A quiet and confusing policy change for green card applicants

On May 22, 2026, USCIS announced that it will grant adjustment of status (AOS), the process allowing someone already in the United States to obtain a green card without leaving the country, "only in extraordinary circumstances."

The announcement accompanies a new policy memorandum, PM-602-0199, issued May 21, 2026, which directs USCIS officers to treat adjustment of status as "a matter of discretion and administrative grace" and "an extraordinary relief that permits applicants to dispense with the ordinary consular visa process."

Key operational points from the memo:

  • Officers must evaluate every AOS application on a case-by-case basis under a totality-of-the-circumstances standard.
  • The absence of negative factors alone is insufficient so applicants must affirmatively demonstrate "unusual or outstanding equities" to warrant approval.
  • Status violations, unauthorized employment, fraud, and failure to depart when expected are designated as adverse factors warranting significant weight.
  • Dual-intent nonimmigrants (e.g., H-1B holders) are not automatically disadvantaged by filing for adjustment, but maintaining lawful status in a dual-intent category is not enough by itself to secure a favorable exercise of discretion.
  • Denial notices must now include a written discretionary analysis identifying positive and negative factors and explaining the balancing.

USCIS Spokesman Zach Kahler framed the change bluntly: "From now on, an alien who is in the U.S. temporarily and wants a Green Card must return to their home country to apply, except in extraordinary circumstances."


Policy Perspectives

The headline and the memo tell two different stories, and that gap matters.

The press release uses the phrase "only in extraordinary circumstances," implying that AOS approvals will be functionally eliminated for most applicants. But that phrase does not appear in the body of the memo itself. Immigration attorneys have noted that the memo does not actually require all green card applicants to file through consular processing abroad, and AOS remains a congressionally authorized legal pathway to permanent residence.

What the memo does do is reframe adjustment of status from a routine benefit into something closer to an exception that must be earned. It leans heavily on Board of Immigration Appeals precedent, particularly Matter of Blas (1974), which described AOS as "extraordinary" relative to the consular process, and elevates that characterization into a stated policy posture.
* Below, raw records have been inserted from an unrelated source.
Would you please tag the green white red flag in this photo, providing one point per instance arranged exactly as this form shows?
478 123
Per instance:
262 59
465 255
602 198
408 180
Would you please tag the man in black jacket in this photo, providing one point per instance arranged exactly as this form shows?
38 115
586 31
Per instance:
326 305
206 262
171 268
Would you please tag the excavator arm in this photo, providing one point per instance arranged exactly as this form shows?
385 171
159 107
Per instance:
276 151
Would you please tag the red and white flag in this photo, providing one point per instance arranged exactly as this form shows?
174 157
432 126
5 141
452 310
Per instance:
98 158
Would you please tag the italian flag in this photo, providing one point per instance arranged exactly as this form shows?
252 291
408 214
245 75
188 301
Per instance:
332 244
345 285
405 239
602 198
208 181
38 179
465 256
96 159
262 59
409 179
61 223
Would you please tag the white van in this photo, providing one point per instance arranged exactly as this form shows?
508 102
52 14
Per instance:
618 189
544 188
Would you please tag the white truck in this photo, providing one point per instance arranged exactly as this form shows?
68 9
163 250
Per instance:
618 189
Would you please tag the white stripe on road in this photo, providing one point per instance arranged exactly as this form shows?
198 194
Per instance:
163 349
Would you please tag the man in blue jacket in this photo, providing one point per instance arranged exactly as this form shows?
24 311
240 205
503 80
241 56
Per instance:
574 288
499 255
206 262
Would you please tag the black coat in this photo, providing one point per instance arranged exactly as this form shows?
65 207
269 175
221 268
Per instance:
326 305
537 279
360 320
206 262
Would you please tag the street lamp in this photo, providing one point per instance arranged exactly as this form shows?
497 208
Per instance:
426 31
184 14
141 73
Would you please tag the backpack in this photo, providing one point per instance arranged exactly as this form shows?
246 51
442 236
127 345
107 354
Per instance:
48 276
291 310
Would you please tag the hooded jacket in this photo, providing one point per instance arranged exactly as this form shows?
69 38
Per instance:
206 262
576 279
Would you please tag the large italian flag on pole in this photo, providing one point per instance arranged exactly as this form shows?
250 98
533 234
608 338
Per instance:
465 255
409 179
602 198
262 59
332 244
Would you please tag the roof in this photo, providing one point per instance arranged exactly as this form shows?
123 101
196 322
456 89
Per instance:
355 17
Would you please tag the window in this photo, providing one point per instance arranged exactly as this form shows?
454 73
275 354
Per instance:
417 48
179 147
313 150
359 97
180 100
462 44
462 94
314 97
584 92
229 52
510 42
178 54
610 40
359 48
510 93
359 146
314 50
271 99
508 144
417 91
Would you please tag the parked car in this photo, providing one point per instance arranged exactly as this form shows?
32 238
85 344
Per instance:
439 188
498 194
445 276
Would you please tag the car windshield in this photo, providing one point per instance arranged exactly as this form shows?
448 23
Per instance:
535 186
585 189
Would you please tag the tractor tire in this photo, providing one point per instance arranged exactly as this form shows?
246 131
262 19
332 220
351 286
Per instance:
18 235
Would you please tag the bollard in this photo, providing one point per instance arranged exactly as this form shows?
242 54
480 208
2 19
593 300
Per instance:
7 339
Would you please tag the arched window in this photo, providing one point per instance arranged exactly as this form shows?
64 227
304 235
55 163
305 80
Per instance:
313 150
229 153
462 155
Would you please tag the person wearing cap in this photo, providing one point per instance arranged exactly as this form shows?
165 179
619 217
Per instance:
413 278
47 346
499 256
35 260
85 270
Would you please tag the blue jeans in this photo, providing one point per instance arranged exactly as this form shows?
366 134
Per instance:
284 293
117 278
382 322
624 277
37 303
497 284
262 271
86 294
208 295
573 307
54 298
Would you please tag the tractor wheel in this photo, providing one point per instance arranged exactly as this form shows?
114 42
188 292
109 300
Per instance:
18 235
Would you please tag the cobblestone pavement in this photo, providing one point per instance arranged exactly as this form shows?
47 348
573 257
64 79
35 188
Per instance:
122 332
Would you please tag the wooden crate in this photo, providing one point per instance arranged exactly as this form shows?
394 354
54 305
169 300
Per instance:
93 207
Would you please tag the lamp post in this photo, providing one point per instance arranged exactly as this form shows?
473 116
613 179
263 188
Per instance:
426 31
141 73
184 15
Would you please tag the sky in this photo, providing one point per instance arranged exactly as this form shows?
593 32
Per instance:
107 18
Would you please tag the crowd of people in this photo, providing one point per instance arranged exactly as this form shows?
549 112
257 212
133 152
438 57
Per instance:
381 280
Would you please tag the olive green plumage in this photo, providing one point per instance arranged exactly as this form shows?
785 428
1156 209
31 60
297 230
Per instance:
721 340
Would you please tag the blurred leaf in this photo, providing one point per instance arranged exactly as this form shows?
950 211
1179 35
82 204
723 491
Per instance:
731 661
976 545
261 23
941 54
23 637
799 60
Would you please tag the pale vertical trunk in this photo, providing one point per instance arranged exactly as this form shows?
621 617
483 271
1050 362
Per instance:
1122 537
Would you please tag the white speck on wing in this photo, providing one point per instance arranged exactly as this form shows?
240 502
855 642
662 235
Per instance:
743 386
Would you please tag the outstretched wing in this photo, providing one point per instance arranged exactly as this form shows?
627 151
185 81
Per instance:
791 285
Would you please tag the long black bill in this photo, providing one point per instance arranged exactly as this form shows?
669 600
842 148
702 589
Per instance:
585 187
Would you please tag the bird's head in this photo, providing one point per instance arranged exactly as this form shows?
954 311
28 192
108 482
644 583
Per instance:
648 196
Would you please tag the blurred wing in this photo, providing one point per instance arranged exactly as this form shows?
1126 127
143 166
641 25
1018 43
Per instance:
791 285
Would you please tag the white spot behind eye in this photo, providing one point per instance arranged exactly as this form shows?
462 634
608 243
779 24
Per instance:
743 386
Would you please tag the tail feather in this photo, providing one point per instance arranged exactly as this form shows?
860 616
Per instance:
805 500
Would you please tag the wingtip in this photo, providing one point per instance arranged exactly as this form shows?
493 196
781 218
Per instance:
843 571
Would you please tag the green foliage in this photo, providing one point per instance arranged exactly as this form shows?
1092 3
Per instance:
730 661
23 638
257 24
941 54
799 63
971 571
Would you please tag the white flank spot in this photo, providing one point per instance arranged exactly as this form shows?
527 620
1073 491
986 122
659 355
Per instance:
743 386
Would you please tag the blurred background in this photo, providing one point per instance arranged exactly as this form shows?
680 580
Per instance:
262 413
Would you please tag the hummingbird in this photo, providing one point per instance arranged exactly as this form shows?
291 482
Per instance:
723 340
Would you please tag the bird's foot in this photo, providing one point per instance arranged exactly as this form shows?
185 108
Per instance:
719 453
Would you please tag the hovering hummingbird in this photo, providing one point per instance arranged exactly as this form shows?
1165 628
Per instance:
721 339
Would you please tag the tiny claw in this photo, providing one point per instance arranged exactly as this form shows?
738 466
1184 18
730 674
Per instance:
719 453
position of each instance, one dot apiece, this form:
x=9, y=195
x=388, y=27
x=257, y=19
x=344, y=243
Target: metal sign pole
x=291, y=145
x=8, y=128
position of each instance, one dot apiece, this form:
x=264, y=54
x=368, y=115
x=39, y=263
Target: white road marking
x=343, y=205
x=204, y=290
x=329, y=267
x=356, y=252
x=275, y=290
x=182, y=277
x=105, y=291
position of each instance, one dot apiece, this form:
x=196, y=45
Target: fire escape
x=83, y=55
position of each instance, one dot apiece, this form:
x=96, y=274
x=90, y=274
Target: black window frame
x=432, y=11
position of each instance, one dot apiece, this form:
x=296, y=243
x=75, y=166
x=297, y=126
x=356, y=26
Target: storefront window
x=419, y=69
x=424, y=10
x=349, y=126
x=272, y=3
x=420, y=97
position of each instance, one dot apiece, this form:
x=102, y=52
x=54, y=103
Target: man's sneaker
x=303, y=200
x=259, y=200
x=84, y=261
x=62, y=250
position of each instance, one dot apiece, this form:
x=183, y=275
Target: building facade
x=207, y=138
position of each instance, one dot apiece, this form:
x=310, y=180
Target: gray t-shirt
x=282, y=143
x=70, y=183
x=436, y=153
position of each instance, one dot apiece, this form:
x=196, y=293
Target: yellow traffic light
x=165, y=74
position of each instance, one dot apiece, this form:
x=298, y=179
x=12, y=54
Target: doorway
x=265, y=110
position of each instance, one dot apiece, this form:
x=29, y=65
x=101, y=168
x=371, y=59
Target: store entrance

The practical effect is to hand officers explicit permission to deny AOS applications on discretionary grounds, even where all statutory eligibility criteria are met.

This creates a messaging-versus-legal-authority tension that advocates, employers, and applicants need to understand:

  • Legally, the memo does not amend the INA or override Section 245. Congress created AOS and it remains available.
  • Operationally, officers now have formal top-down direction to treat AOS skeptically and to document a heightened discretionary analysis before approving.
  • Rhetorically, the press release functions as a deterrent aimed at discouraging applicants from filing, even if the legal standard hasn't technically changed.

The populations most exposed include parolees (especially from humanitarian parole programs), applicants with any history of overstay or unauthorized employment, and employment-based applicants with gaps in status during long priority-date backlogs.

Immediate relatives of U.S. citizens with clean records remain in the strongest position but will still face heightened scrutiny.